12... Rxa5 13. Bg5! f6 14. Bh6 Qe7 15. Qxe7+ Kxe7 16. Bxf8+ Kxf8 17. Nc4! with a better ending for White.

13. Bc4 d5 14. Bxd5? More in the spirit of aggression and the position is 14. Bh6!, keeping the initiative and good winning chances. 

14... Qc5+ 15. Bc4? The crucial mistake. 15. Nc4 is necessary. If 15... Qxd5 16. Bh6 

15... Be6 16. Rd1 Qxa5+ 17. b4 Qa4 18. Rd2 Bxc4 19. Nxf7 Qb3+ 20. Kd4 Bxf7 21. Re2+ Kd7 22. Rd2 Rae8 23. Kc5+ Kc8 24. Qd4 Qe6 

24... Re5+ 25. Qxe5 Qc4# would have been quicker, but this oversight doesn't change the result.
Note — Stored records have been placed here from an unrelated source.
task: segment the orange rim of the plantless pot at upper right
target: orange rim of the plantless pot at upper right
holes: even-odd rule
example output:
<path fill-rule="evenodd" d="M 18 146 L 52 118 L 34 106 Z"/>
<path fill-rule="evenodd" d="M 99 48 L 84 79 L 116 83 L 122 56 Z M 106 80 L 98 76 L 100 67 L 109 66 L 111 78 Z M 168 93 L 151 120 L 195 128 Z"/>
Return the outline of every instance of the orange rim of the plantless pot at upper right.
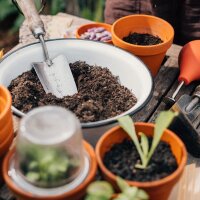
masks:
<path fill-rule="evenodd" d="M 145 18 L 152 18 L 152 19 L 156 19 L 156 20 L 159 20 L 161 21 L 163 24 L 165 24 L 166 26 L 170 27 L 171 29 L 171 37 L 164 41 L 163 43 L 160 43 L 160 44 L 156 44 L 156 45 L 148 45 L 148 46 L 145 46 L 145 45 L 135 45 L 135 44 L 130 44 L 128 42 L 125 42 L 123 41 L 121 38 L 119 38 L 116 33 L 115 33 L 115 26 L 120 22 L 120 21 L 123 21 L 123 20 L 126 20 L 126 19 L 129 19 L 129 18 L 134 18 L 134 17 L 145 17 Z M 118 42 L 120 42 L 122 45 L 125 45 L 125 46 L 129 46 L 129 47 L 134 47 L 134 48 L 138 48 L 138 49 L 145 49 L 145 50 L 153 50 L 153 49 L 162 49 L 162 52 L 166 51 L 169 47 L 170 47 L 170 42 L 173 40 L 174 38 L 174 29 L 173 27 L 171 26 L 171 24 L 169 24 L 167 21 L 159 18 L 159 17 L 155 17 L 155 16 L 152 16 L 152 15 L 143 15 L 143 14 L 135 14 L 135 15 L 128 15 L 126 17 L 122 17 L 118 20 L 116 20 L 114 22 L 114 24 L 112 25 L 112 28 L 111 28 L 111 33 L 112 33 L 112 36 L 115 37 L 116 40 L 118 40 Z M 149 54 L 150 55 L 150 54 Z M 153 54 L 152 54 L 153 55 Z"/>

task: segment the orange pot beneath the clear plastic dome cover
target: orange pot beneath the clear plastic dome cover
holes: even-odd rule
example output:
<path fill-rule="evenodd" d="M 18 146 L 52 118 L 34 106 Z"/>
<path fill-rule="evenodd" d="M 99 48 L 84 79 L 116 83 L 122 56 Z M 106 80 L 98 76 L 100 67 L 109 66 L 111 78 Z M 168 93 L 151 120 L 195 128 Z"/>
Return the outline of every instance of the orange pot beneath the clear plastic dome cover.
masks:
<path fill-rule="evenodd" d="M 61 195 L 51 196 L 51 197 L 38 197 L 34 196 L 31 193 L 28 193 L 26 191 L 23 191 L 21 188 L 19 188 L 10 178 L 8 175 L 8 169 L 9 169 L 9 161 L 11 157 L 13 156 L 15 149 L 12 149 L 5 157 L 3 162 L 3 177 L 5 179 L 5 182 L 7 186 L 10 188 L 10 190 L 13 192 L 13 194 L 18 198 L 18 200 L 80 200 L 86 193 L 87 186 L 95 179 L 96 171 L 97 171 L 97 161 L 95 158 L 95 153 L 92 148 L 92 146 L 84 142 L 85 150 L 87 151 L 89 157 L 90 157 L 90 170 L 83 181 L 81 185 L 79 185 L 77 188 L 71 190 L 70 192 L 63 193 Z"/>

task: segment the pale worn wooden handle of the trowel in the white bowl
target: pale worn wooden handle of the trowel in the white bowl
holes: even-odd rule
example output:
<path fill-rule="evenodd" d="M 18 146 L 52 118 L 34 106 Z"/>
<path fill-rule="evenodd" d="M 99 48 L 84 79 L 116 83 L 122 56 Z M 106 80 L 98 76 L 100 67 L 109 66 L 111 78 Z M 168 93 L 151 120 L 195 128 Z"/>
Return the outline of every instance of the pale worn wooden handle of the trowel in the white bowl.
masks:
<path fill-rule="evenodd" d="M 15 0 L 23 12 L 30 30 L 35 38 L 39 38 L 40 35 L 45 35 L 44 24 L 40 19 L 40 16 L 35 7 L 34 0 Z"/>

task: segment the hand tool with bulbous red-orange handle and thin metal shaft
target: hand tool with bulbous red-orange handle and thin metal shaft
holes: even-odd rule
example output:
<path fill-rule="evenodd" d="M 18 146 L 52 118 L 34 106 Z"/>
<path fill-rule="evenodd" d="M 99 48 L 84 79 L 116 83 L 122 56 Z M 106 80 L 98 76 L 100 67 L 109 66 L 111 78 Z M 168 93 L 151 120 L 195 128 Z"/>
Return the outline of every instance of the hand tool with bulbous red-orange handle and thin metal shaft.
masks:
<path fill-rule="evenodd" d="M 176 96 L 182 86 L 190 84 L 192 81 L 200 79 L 200 40 L 194 40 L 187 43 L 179 54 L 179 85 L 172 97 L 165 97 L 163 102 L 172 106 L 176 100 Z"/>

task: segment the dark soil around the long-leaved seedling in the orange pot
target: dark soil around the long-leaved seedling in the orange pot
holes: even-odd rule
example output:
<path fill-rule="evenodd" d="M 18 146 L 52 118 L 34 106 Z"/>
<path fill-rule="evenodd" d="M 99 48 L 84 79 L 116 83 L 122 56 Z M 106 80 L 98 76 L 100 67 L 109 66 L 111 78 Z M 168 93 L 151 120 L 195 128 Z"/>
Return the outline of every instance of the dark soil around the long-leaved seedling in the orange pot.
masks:
<path fill-rule="evenodd" d="M 151 138 L 149 142 L 151 144 Z M 139 182 L 159 180 L 173 173 L 178 167 L 170 145 L 163 141 L 157 146 L 146 169 L 135 168 L 135 164 L 140 163 L 140 157 L 133 142 L 127 139 L 113 145 L 106 152 L 103 162 L 113 174 Z"/>

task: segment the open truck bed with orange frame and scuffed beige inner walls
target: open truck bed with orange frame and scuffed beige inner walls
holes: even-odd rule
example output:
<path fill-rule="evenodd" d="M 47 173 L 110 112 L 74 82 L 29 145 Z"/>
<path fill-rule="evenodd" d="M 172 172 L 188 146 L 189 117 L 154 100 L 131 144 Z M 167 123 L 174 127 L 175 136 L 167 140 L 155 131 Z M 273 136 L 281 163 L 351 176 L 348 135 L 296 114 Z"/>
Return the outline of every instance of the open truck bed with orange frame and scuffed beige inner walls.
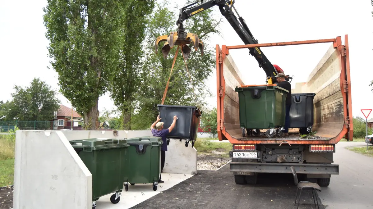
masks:
<path fill-rule="evenodd" d="M 316 42 L 315 42 L 316 43 Z M 276 43 L 278 44 L 278 43 Z M 229 47 L 228 47 L 229 48 Z M 235 65 L 225 45 L 216 45 L 217 70 L 217 121 L 219 140 L 229 140 L 232 144 L 289 143 L 295 144 L 335 144 L 343 137 L 352 140 L 352 106 L 350 90 L 350 66 L 348 37 L 345 45 L 337 37 L 317 66 L 308 76 L 307 82 L 296 83 L 292 93 L 316 93 L 314 97 L 315 138 L 301 139 L 299 134 L 267 138 L 266 136 L 242 138 L 239 125 L 238 93 L 236 86 L 243 83 L 241 73 Z M 296 76 L 296 75 L 295 75 Z"/>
White resigns (0-1).

Ignatz Hermann Korner


This book was written by Ignaz Hermann Korner (link in German), the longtime president of Hakoah in Vienna, Austria. Herbert Halsegger, who is researching and is interested in the Jewish players and chess club of Hakoah in Graz, Austria, notes in an email to us, Korner organized the international tournament in Vienna in 1928, where many strong Jewish players played, as reported in the Wiener Schach-Zeitung (No. 5, 1928, pp. 69ff):  

This is especially interesting for chess in Palestine and Israel since, as Halsegger notes, the players included Wolf, Beutum, and Glass, who later emigrated to Palestine, as did Korner himself, in 1938.